Tuesday, July 21, 2015

Collapse or Longevity? Failure or Success?

When many people think of the ancient Maya, the term "collapse" often comes to mind. The Mayas were a group that were around for a while, but then collapsed. Archaeologists have spent a lot of time (and a lot of fieldwork and publications) trying to figure out how or why (or sometimes, whether) the Maya collapsed. If they collapsed, there must have been something wrong with Maya society, right? But the Maya cities lasted for some seven centuries before they were abandoned. Think about it. Seven hundred years. Were the Maya a failure (they collapsed), or were they a spectacular success (they lasted 700 years).

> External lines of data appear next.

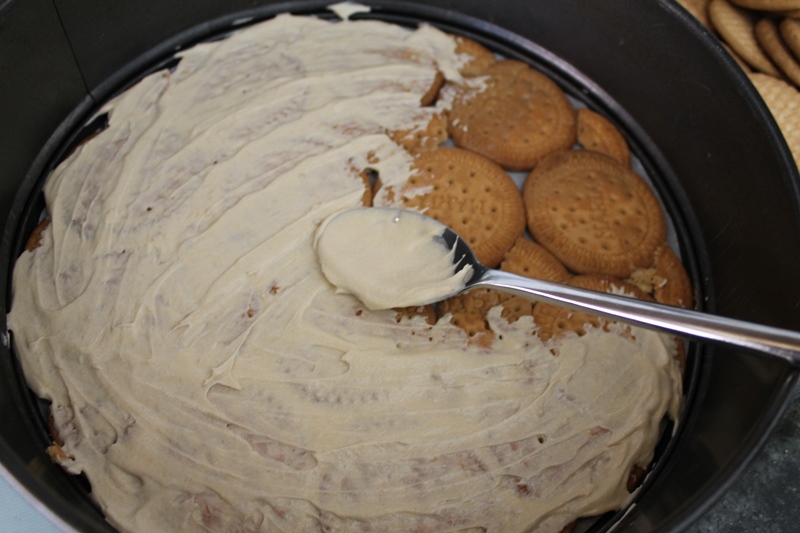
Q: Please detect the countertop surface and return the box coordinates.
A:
[0,402,800,533]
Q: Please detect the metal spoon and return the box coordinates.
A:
[442,228,800,367]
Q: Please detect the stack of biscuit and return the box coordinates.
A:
[678,0,800,166]
[373,38,693,370]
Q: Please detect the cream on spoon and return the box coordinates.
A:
[316,208,800,366]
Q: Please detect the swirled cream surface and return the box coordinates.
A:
[314,207,473,310]
[8,11,681,532]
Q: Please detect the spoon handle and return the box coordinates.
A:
[470,269,800,367]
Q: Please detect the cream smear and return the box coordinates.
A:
[314,207,472,310]
[8,8,681,532]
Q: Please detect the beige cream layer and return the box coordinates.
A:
[8,11,681,532]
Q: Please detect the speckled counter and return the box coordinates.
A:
[686,401,800,533]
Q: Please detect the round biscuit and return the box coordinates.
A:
[450,59,577,170]
[380,147,525,268]
[653,243,694,308]
[780,15,800,60]
[756,18,800,86]
[578,107,631,167]
[750,72,800,166]
[523,150,666,278]
[438,236,571,346]
[708,0,780,76]
[500,236,571,283]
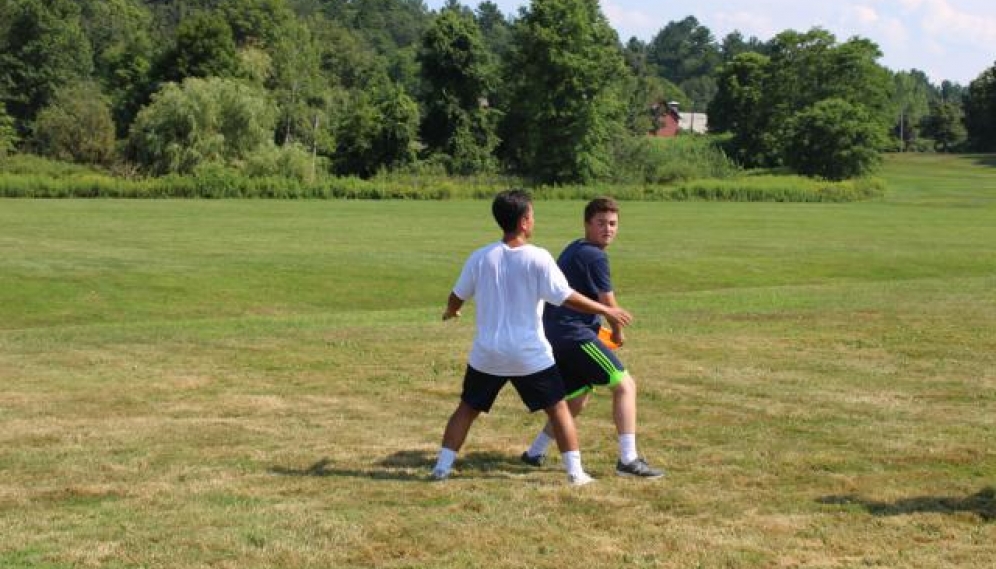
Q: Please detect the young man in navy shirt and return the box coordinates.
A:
[522,198,664,479]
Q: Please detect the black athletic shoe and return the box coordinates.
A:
[519,451,546,466]
[616,458,664,479]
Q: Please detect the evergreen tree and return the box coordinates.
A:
[419,9,498,174]
[0,0,93,135]
[965,65,996,152]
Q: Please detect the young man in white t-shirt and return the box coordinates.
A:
[432,190,632,486]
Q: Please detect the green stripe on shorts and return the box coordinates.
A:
[581,342,626,387]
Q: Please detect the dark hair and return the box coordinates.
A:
[491,190,533,233]
[584,197,619,223]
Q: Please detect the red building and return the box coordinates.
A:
[649,101,681,137]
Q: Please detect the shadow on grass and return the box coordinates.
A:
[973,154,996,168]
[270,450,535,480]
[817,486,996,522]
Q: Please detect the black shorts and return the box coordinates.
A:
[460,366,564,413]
[553,339,626,399]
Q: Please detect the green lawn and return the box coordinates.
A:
[0,155,996,569]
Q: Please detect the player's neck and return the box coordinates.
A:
[501,233,529,249]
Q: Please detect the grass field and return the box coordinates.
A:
[0,156,996,569]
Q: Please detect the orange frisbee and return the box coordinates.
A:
[598,326,619,350]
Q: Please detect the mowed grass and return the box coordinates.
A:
[0,156,996,568]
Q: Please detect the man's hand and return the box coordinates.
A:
[443,292,463,322]
[604,306,633,328]
[611,328,626,348]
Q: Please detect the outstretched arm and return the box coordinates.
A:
[564,292,633,330]
[598,292,626,346]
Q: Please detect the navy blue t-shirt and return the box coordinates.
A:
[543,239,612,346]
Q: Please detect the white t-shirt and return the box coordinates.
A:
[453,242,574,377]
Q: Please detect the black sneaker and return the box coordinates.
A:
[616,458,664,479]
[519,451,546,467]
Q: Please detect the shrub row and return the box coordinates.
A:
[0,174,885,202]
[0,157,885,202]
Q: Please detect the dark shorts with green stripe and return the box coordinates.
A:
[553,339,626,399]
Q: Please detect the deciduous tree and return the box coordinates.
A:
[502,0,628,182]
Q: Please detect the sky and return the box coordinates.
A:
[426,0,996,86]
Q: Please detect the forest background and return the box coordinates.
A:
[0,0,996,195]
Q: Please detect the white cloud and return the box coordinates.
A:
[844,5,881,26]
[602,2,667,42]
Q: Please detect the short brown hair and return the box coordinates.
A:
[584,197,619,223]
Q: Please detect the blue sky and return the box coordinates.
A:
[426,0,996,85]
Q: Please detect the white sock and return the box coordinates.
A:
[619,433,640,464]
[432,447,456,472]
[526,431,553,456]
[560,450,584,476]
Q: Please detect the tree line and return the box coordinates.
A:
[0,0,996,183]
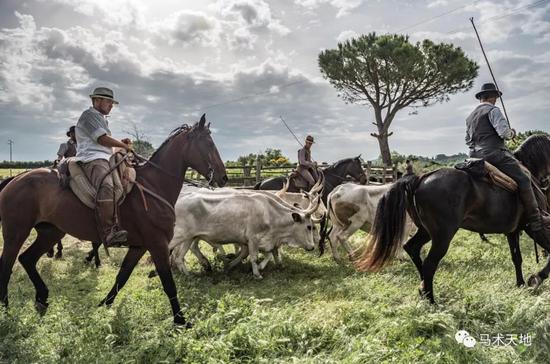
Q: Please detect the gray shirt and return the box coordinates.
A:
[75,107,113,163]
[298,147,315,168]
[465,102,514,146]
[57,139,76,160]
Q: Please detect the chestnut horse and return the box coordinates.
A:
[357,135,550,303]
[0,115,227,327]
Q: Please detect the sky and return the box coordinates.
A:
[0,0,550,162]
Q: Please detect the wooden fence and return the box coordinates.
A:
[186,162,397,187]
[0,161,397,187]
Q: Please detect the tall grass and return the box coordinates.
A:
[0,231,550,363]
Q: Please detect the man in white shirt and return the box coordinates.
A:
[76,87,130,246]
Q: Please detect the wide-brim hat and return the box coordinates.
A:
[67,125,75,136]
[90,87,118,104]
[476,83,502,100]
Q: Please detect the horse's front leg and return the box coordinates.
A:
[99,246,147,306]
[149,243,193,328]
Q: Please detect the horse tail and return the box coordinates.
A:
[355,175,419,272]
[0,176,15,192]
[0,176,15,221]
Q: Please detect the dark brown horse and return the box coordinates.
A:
[357,135,550,303]
[254,155,367,255]
[0,115,227,325]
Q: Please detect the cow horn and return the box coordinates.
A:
[304,196,321,216]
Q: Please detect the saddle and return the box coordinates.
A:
[455,158,531,192]
[58,152,136,209]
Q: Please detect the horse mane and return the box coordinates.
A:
[514,135,550,175]
[149,122,210,159]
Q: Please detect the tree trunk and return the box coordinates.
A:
[376,133,391,166]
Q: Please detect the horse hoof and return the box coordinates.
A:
[527,274,542,290]
[34,301,49,316]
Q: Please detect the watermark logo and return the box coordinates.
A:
[455,330,533,348]
[455,330,477,348]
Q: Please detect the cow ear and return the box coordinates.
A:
[199,114,206,129]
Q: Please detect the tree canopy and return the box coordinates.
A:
[318,33,479,165]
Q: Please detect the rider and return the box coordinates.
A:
[76,87,130,246]
[54,125,76,165]
[466,83,549,241]
[296,135,319,188]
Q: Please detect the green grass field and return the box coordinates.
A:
[0,231,550,363]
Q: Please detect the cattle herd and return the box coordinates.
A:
[165,181,414,279]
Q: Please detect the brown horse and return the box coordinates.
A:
[357,135,550,303]
[0,115,227,326]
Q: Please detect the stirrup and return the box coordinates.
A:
[105,227,128,247]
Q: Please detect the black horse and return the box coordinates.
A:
[254,155,367,205]
[254,155,367,255]
[357,135,550,303]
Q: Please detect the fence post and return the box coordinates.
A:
[243,162,251,186]
[367,161,372,184]
[256,156,262,183]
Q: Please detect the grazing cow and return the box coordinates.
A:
[169,188,319,279]
[327,183,415,261]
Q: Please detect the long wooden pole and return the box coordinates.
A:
[470,18,512,129]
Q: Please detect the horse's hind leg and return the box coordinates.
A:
[508,232,525,287]
[55,239,63,259]
[0,225,31,307]
[421,230,456,304]
[403,227,430,280]
[19,225,65,314]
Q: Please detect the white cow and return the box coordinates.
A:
[169,188,319,279]
[327,183,416,261]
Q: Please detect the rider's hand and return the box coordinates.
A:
[121,138,134,152]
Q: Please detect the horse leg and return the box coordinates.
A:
[55,239,63,259]
[149,243,192,328]
[508,232,525,287]
[421,230,456,304]
[0,230,31,307]
[99,246,145,306]
[86,241,101,268]
[527,257,550,289]
[403,227,430,281]
[19,225,65,315]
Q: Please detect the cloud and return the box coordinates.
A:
[215,0,290,36]
[294,0,364,18]
[428,0,449,8]
[336,30,359,43]
[151,10,223,47]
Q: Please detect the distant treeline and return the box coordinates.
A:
[0,161,53,169]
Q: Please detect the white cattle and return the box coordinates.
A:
[327,183,416,261]
[169,188,320,279]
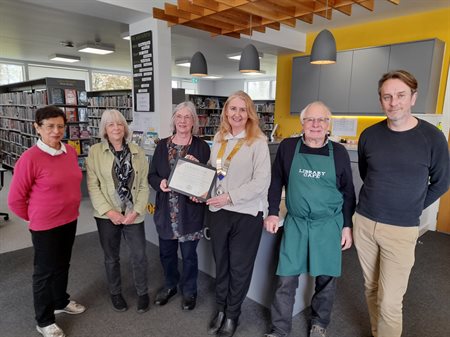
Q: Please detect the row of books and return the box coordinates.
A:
[64,124,91,139]
[88,95,133,108]
[88,107,133,121]
[49,88,88,105]
[67,139,91,155]
[0,90,47,106]
[61,107,89,123]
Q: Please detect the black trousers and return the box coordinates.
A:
[270,275,336,337]
[209,210,263,319]
[159,238,198,296]
[30,220,77,327]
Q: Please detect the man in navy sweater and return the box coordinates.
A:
[353,70,450,337]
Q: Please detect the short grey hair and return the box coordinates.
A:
[98,109,131,141]
[300,101,331,125]
[170,101,199,135]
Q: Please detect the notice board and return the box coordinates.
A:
[131,31,155,111]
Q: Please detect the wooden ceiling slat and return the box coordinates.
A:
[153,0,400,38]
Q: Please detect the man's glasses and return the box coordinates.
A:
[303,117,330,124]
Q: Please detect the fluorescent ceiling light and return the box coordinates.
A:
[227,52,264,61]
[48,54,81,63]
[78,43,115,55]
[241,70,266,76]
[203,75,223,80]
[175,58,191,68]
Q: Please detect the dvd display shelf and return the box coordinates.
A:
[188,95,227,140]
[0,77,91,169]
[87,89,133,143]
[253,100,275,139]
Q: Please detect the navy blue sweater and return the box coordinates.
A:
[269,137,356,227]
[356,119,450,227]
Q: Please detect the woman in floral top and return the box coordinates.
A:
[148,102,210,310]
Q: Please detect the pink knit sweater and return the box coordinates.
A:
[8,146,82,231]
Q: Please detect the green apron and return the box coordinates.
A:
[277,140,344,276]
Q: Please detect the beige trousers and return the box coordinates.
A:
[353,213,419,337]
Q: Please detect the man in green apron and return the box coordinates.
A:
[264,102,355,337]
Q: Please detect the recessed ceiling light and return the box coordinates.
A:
[175,58,191,68]
[78,43,115,55]
[48,54,81,63]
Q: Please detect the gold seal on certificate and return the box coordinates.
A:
[169,158,216,201]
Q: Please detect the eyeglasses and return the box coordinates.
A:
[40,124,66,132]
[175,115,192,121]
[381,90,415,103]
[303,117,330,124]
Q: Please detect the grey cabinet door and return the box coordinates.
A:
[319,51,353,113]
[389,40,437,113]
[291,56,320,114]
[349,46,390,115]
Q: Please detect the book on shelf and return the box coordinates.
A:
[78,108,88,122]
[80,124,91,139]
[50,88,65,104]
[131,131,144,146]
[78,90,88,105]
[67,139,81,155]
[64,88,77,105]
[65,107,78,123]
[69,125,80,139]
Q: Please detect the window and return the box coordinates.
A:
[91,71,132,91]
[245,80,277,99]
[0,63,24,85]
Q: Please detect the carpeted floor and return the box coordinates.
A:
[0,232,450,337]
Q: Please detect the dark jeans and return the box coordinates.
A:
[159,238,198,296]
[209,210,263,319]
[30,220,77,327]
[270,275,336,337]
[95,218,148,296]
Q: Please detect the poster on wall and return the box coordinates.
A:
[131,31,155,111]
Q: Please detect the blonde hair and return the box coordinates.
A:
[216,90,265,145]
[98,109,131,141]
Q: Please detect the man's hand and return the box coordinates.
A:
[341,227,353,250]
[264,215,280,234]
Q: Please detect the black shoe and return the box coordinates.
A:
[181,295,197,310]
[155,287,177,305]
[208,311,225,335]
[218,318,238,337]
[137,294,150,314]
[111,294,128,312]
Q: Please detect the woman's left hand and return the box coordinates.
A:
[206,193,229,208]
[122,211,138,225]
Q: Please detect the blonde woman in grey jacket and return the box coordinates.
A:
[86,110,149,313]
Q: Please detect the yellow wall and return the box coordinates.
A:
[275,8,450,137]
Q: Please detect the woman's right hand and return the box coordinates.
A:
[159,179,170,192]
[106,210,125,225]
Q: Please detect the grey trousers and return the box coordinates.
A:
[270,275,336,337]
[95,218,148,296]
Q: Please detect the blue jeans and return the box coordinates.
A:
[159,238,198,296]
[270,275,336,337]
[95,218,148,296]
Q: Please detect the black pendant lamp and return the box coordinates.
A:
[310,29,336,64]
[239,44,260,73]
[189,51,208,77]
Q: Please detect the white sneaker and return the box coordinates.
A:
[36,323,66,337]
[55,301,86,315]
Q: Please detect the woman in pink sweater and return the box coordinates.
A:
[8,106,86,337]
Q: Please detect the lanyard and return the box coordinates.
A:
[216,139,244,180]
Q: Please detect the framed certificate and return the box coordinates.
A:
[169,158,216,201]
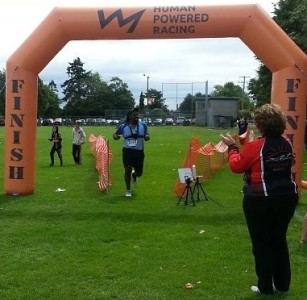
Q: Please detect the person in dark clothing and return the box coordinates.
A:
[49,125,63,167]
[221,104,298,294]
[113,108,150,197]
[237,118,248,135]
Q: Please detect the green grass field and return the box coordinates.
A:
[0,126,307,300]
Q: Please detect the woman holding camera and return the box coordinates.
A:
[221,104,298,294]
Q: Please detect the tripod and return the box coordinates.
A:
[192,176,209,201]
[177,178,195,206]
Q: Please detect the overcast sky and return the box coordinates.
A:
[0,0,278,109]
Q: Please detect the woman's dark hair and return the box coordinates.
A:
[52,125,59,133]
[254,104,287,137]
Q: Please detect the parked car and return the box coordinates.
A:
[42,119,53,126]
[182,119,191,126]
[143,117,152,125]
[164,118,174,125]
[176,117,185,125]
[62,118,74,126]
[53,118,63,125]
[153,118,163,126]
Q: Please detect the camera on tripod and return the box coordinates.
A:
[184,175,193,184]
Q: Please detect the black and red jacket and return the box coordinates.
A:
[228,136,297,196]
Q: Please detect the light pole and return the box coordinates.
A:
[143,74,150,105]
[240,76,249,110]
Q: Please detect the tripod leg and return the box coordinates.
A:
[190,187,195,206]
[200,184,209,201]
[177,186,187,205]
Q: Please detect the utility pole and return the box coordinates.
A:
[143,74,150,105]
[240,76,250,110]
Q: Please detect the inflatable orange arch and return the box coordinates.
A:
[4,5,307,195]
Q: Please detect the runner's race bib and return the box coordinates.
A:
[127,139,137,147]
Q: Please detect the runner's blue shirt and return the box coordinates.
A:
[115,121,148,150]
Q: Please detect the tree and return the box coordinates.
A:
[248,0,307,106]
[145,89,168,112]
[109,77,135,109]
[179,93,205,117]
[139,92,145,111]
[37,77,61,118]
[61,57,91,116]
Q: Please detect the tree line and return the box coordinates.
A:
[0,0,307,118]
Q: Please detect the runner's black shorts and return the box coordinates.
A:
[123,148,145,177]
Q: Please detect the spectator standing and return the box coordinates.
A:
[72,121,86,165]
[221,104,298,294]
[49,125,63,167]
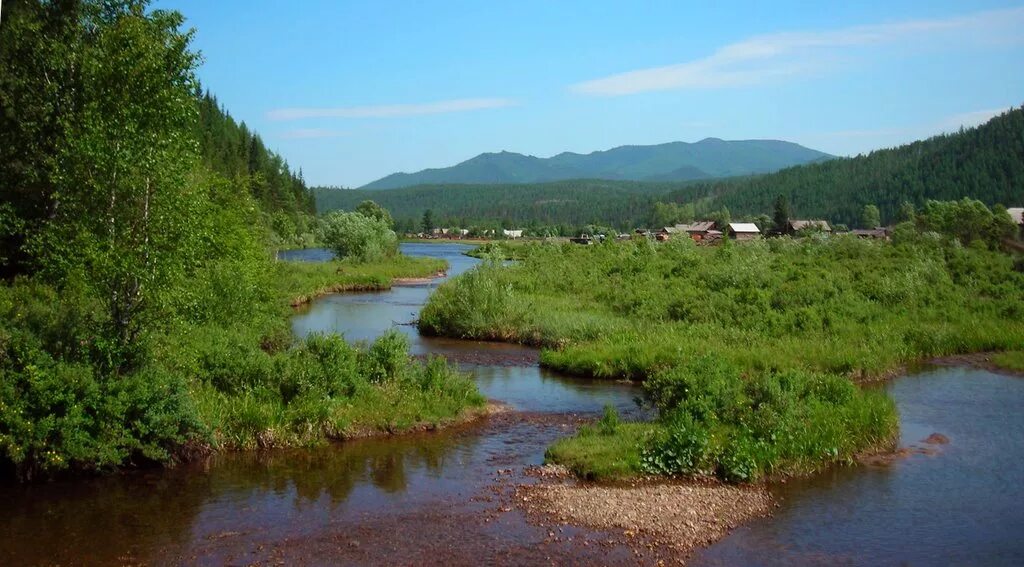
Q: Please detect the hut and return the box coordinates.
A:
[729,222,761,241]
[785,219,831,234]
[675,220,715,242]
[1007,207,1024,239]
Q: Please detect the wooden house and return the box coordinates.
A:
[785,219,831,234]
[729,222,761,241]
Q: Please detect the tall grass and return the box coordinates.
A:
[0,251,485,479]
[420,235,1024,480]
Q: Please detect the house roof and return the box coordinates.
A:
[790,220,831,232]
[675,220,715,232]
[729,222,761,233]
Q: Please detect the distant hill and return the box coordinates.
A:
[662,107,1024,226]
[313,179,685,227]
[360,138,831,189]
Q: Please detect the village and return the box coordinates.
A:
[404,207,1024,246]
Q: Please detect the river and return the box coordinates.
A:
[0,244,1024,565]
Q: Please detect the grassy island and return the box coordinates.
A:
[0,255,484,479]
[420,223,1024,481]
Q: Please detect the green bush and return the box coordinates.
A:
[420,229,1024,481]
[323,211,398,262]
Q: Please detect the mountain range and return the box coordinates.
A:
[359,138,833,189]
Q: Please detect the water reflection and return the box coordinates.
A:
[694,368,1024,565]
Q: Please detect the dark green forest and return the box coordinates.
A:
[313,108,1024,229]
[196,91,316,244]
[0,0,484,480]
[313,179,685,228]
[667,107,1024,226]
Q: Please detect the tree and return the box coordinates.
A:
[12,0,204,373]
[860,205,882,228]
[772,193,793,233]
[355,200,394,227]
[324,211,398,262]
[896,201,918,222]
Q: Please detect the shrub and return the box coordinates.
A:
[323,211,398,262]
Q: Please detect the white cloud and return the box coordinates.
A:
[266,98,516,120]
[569,8,1024,96]
[281,128,348,140]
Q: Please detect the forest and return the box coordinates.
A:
[419,200,1024,482]
[313,108,1024,235]
[663,107,1024,226]
[0,0,484,480]
[313,179,683,229]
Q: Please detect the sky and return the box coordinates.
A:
[156,0,1024,187]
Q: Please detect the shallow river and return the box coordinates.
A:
[0,244,1024,565]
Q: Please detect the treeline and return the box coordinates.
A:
[313,108,1024,232]
[0,0,484,480]
[664,107,1024,226]
[196,91,316,244]
[313,179,684,231]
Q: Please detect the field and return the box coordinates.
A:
[420,231,1024,481]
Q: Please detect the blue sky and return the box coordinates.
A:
[157,0,1024,186]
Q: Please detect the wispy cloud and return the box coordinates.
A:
[569,8,1024,96]
[281,128,348,140]
[266,98,516,120]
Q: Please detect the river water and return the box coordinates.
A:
[0,244,1024,565]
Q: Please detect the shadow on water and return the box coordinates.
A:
[692,367,1024,565]
[0,244,1024,565]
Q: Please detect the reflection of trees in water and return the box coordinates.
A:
[0,470,211,565]
[0,432,480,565]
[211,425,479,509]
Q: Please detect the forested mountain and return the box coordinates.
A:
[313,179,683,226]
[0,0,315,275]
[196,91,316,217]
[361,138,830,189]
[666,107,1024,226]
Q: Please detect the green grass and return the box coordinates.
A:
[0,251,486,479]
[992,350,1024,373]
[274,254,447,305]
[419,234,1024,481]
[545,423,660,480]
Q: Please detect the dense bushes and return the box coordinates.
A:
[420,225,1024,480]
[642,357,896,481]
[0,257,484,479]
[322,212,398,262]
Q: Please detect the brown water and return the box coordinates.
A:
[0,245,1024,565]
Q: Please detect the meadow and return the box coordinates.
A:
[0,256,485,480]
[419,226,1024,481]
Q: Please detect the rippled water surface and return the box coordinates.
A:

The idea that something must have been wrong with ancient cities or civilizations to make them collapse is a popular notion. And while it is a valid question to ask how or why a society like the Classic Maya collapsed, any such question should be paired with a consideration of just how long they managed to thrive. This collapse bias surfaced again today in a paper just posted in the Proceedings of the National Academy of Sciences:  "Human domination of the biosphere: Rapid discharge of the earth-space battery foretells the future of himanking" by Rohn R. Schramski, David K. Gattie and James H. Brown. This is a fine paper, about the global chemical energy supply on earth, and how it is being depleted at an incredibly fast rate right now. But they had to throw in a dig at ancient societies:

At local and regional scales, many multiple past civilizations (e.g., Greece, Rome, Angkor Wat, Teotihuacan) failed to adapt to changing social and ecological conditions and crashed catastrophically
Let's take a different look at those four ancient societies in comparison to contemporary nation-states:
 

So, which of these societies seem successful, and which ones seem too young to judge? I am dating the start of the European nation-states to 1648, the signing of the Treaty of Westphalia which created the modern system of nation-states. If European nations manage to survive another half century or so, they will have matched the longevity of ancient Greece (I am using the Classical and Hellenistic periods here). And if they last another 350 years they will match those failed collapsers, the ancient Maya.

I am the last one to deny the significance of the Classic Maya collapse. I think the revisionists who claim that they didn't really collapse are just plain wrong (see some of my posts on Publishing Archaeology about this, such as this one about Jared Diamond and his critics). But if the Maya managed to thrive in the jungle for seven centuries, maybe that fact should outweigh their eventual collapse. They spent centuries doing many things right, and then they got trapped for a few crucial decades and collapsed.

I will just chalk up the collapse quote above to the fact that scholars outside of history and archaeology tend to be clueless about ancient societies. I think the authors of the new paper are correct when they claim that ancient collapses "are of questionable relevance to the current situation." Much as I'd like to believe that the sustainability (or lack thereof) of ancient societies might have lessons for us today, in fact the technological, energetic, and demographic situation today is radically different from that of ancient societies like the Maya. I do think that ancient cities and societies have lessons for us today, and that is a major theme of this blog. But the nature of overall societal sustainability may not be one of those lessons.